The Soviet Union also used a cosmonaut propulsion system on flights to the space station Mir. The SPK (or UMK, UPMK) was larger than the Space Shuttle MMU, contained oxygen instead of nitrogen and was attached to a safety tether. Despite the tether, the SPK allowed the cosmonaut, wearing the self-contained Orlan spacesuit, to "fly around" the orbiting complex, allowing access to areas nearly impossible to access otherwise. Though tested on Mir in 1990, the cosmonauts preferred using the Strela crane (equivalent to the Mobile Servicing System).
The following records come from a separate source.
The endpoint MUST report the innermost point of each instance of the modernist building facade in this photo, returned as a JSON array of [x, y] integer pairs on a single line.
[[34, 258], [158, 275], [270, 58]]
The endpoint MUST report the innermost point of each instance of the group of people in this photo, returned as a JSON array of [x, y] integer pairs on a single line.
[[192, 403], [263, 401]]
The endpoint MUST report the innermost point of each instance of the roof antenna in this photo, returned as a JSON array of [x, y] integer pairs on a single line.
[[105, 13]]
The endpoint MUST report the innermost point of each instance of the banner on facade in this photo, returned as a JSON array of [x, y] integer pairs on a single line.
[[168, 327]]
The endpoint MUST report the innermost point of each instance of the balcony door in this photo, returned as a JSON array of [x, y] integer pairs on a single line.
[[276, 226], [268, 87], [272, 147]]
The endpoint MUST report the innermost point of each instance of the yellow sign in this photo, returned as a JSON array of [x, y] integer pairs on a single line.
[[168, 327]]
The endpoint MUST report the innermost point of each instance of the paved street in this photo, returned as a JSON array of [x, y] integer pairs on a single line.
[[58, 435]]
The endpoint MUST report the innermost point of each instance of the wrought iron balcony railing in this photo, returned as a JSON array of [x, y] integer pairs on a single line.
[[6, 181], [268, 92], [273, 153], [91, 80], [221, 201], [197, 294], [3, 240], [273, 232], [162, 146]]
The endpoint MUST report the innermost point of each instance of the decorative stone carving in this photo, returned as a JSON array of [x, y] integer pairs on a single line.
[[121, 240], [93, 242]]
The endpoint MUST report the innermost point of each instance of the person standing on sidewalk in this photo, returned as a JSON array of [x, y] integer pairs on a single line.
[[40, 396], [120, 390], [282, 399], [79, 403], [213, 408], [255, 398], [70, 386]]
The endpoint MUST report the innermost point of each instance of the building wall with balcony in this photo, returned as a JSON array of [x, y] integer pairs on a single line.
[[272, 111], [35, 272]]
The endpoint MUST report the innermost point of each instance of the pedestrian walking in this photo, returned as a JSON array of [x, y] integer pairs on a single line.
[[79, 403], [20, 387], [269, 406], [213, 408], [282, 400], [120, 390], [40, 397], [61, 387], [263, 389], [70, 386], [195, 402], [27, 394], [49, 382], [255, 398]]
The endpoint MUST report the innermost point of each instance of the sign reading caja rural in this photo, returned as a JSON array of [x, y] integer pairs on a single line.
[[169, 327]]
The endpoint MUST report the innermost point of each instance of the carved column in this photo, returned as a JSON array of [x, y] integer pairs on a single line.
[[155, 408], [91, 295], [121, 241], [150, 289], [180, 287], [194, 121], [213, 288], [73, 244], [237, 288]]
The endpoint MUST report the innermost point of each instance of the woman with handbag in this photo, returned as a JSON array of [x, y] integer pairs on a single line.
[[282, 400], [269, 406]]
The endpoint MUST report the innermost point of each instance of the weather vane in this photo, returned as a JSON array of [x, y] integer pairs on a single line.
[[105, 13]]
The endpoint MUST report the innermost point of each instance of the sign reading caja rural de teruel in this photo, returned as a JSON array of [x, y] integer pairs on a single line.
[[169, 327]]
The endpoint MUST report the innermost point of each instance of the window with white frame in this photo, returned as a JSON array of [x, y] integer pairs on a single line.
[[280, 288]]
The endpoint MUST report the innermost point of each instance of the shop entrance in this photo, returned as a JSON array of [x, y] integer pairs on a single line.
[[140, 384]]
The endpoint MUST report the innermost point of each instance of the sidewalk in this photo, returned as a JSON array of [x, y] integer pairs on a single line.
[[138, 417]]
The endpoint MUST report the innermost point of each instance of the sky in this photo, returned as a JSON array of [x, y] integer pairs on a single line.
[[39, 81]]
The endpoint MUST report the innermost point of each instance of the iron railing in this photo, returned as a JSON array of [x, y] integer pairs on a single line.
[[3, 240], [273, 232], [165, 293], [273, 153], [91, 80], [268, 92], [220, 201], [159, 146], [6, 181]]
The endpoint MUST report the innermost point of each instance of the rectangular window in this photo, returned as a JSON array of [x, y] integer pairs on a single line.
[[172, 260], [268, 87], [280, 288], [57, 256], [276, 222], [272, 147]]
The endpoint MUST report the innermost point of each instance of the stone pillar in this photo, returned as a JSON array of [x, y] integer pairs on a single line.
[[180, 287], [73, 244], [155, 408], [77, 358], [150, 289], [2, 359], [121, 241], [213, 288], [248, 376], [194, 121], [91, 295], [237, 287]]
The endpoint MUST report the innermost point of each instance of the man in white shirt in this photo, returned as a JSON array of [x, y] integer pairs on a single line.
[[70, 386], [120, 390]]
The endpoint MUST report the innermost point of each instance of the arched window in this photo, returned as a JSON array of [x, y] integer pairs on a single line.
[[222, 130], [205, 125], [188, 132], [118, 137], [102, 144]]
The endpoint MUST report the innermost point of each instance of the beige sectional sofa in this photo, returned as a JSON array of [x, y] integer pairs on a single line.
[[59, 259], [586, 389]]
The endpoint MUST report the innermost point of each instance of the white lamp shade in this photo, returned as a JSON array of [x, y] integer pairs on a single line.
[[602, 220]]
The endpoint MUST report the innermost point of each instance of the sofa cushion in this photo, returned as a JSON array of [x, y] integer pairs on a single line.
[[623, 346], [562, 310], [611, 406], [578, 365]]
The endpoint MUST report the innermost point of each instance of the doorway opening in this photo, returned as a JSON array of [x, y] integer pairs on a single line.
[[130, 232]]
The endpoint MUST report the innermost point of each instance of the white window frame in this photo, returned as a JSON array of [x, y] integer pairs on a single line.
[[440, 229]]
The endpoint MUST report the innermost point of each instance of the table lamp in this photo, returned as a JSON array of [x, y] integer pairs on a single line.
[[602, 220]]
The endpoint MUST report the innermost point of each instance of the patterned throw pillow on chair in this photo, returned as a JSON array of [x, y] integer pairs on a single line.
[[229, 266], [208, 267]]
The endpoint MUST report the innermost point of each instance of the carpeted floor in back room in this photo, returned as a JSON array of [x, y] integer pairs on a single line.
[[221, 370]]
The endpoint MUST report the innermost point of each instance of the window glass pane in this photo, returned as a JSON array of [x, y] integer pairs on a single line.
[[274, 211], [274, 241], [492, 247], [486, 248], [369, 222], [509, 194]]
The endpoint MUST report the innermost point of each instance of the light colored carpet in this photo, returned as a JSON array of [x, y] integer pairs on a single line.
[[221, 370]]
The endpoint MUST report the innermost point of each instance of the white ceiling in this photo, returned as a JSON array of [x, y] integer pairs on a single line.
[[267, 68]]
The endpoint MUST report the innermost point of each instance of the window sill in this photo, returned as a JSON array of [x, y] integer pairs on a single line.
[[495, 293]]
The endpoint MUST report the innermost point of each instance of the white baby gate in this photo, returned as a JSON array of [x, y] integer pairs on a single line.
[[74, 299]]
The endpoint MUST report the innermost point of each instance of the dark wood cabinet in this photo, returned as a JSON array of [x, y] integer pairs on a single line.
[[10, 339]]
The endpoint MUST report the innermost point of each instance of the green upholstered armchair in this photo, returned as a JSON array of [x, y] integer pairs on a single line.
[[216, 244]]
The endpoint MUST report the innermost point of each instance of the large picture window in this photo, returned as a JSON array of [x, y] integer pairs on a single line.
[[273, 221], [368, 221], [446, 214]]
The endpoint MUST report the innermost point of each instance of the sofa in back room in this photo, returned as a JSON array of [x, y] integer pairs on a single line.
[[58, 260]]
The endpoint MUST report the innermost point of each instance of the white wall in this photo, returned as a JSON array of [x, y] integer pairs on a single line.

The SPK, which was left attached to the outside to the Kvant-2 module, was destroyed when Mir re-entered the atmosphere after decommissioning.

The 21KS system is a completely new design for Orlan-DMA spacesuit not using a safety tether, but air jet engines. This system was similar to MMU. It was automatically stabilized, used 6 degrees of freedom, weighed less than 180 kg, had a delta-v of 30 m/s, practical speed of 1 m/s, and an emergency mode that allows for rotational acceleration of 8°/s^2.

===SAFER===

The Simplified Aid For EVA Rescue (SAFER) is a smaller backpack propulsion system intended as a safety device during space walks. It contains 1.4 kg of gaseous nitrogen, which provides much less delta-v capability than the MMU, roughly 10 feet per second (3 meters per second). However SAFER is less complex, less expensive and simpler to use than the MMU, and the limited delta-v is sufficient for the intended rescue-only task. Other Crew Self Rescue (CSR) devices of which prototypes have been developed include an inflatable pole, a telescoping pole, a bi-stem pole and a bola-type lasso device (astrorope) the drifting astronaut could throw to hook to the space station.